Asia-based private equity and hedge fund managers subject to US tax may be charged a higher tax rate on the share of profits they receive for outperformance, if a proposal by congressional Democrats becomes reality.
Some US tax lawyers say they have been receiving inquiries from alternative asset management clients in Asia about the tax implications of the bill.
The 'carried interest loophole' is one item on a list of tax breaks that Democrats want to see revoked. Democratic members are keen to raise more revenue for the US government, after the annual budget deficit hit $680 billion for the fiscal year that ended in September.
Since 2007 Democrats have pushed for alternative managers' income to be subject to standard income tax rates rather than the lower capital gains tax rate. They recently raised the subject again, now that a US law-making committee is preparing to cut a budget deal by December 13 to avoid another government shutdown and potential US default.
Private equity (PE) general partners that receive a share of a fund’s profits exceeding a predetermined hurdle rate and hedge fund managers that earn performance fees have traditionally been charged 20% in long-term CGT if they are subject to US taxation. But congressional democrats argue that such profits should be charged at the 39.6% top tax rate for ordinary income.
If the bill were signed into law, it could affect any fund managers that are US citizens, deemed as US residents or hold a US green card, says Kurt Rademacher, director of international tax practice at law firm Butler Snow in London.
The bill would need to be passed by the Democratic-controlled Senate as well as the Republican-controlled House of Representatives, he notes, and would then have to be signed by President Obama. “I expect a potential Congressional battle on this issue as early as January 2014,” says Rademacher.
Unlike under the Foreign Account Tax Compliance Act (Fatca), tax on carried interest earned by PE or hedge fund managers would be applicable to managers with US person status, but the tax would be applied even on non-US-sourced fund income. (Fatca only concerns US-sourced income that is earned by non-American owners of investment funds.)
One popular structure used by PE managers to benefit from the lower 20% CGT is the 'pass-through entity'. This vehicle means the income the fund generates can 'pass through' from that vehicle and get allocated directly among all general partners managing the fund.
Industry players have mixed views on whether the Democrats are likely to get their way in the debate.
Meanwhile, they say alternative managers in Asia – due to their smaller AUM and scale of operations – are more concerned about rules that affect the trading entity (as opposed to the individuals managing the fund). The entity is affected by regulations such as Europe's Alternative Investment Fund Managers Directive and the US's Dodd Frank Act and Fatca.
Asia-based managers are more concerned about determining how their ability to generate returns to investors would be affected by these regulations, say tax consultants. Managers' main worries are about whether such new requirements will translate into additional costs and, ultimately, a higher expense ratio for the fund.

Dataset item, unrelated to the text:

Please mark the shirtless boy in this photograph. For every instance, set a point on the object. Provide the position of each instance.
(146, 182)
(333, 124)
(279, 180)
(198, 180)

But managers with US citizenship or a green card seeking to avoid a higher tax rate on carried interest could start thinking about how their income is being treated under US tax law, says Jeb Altonaga, head of Northern Trust hedge fund services for Asia Pacific.
“For an Asia-based manager, if he is a US citizen and is a partner that has ownership in a pass-through entity, he should be thinking, under the US tax return that he files, how is he claiming the income incurred to him from this partnership,” says Altonaga. “Is it under regular income? Or is it income from dividend, interests and capital gains?”
If the latter, the manager could be affected by the current proposal for changing tax rate.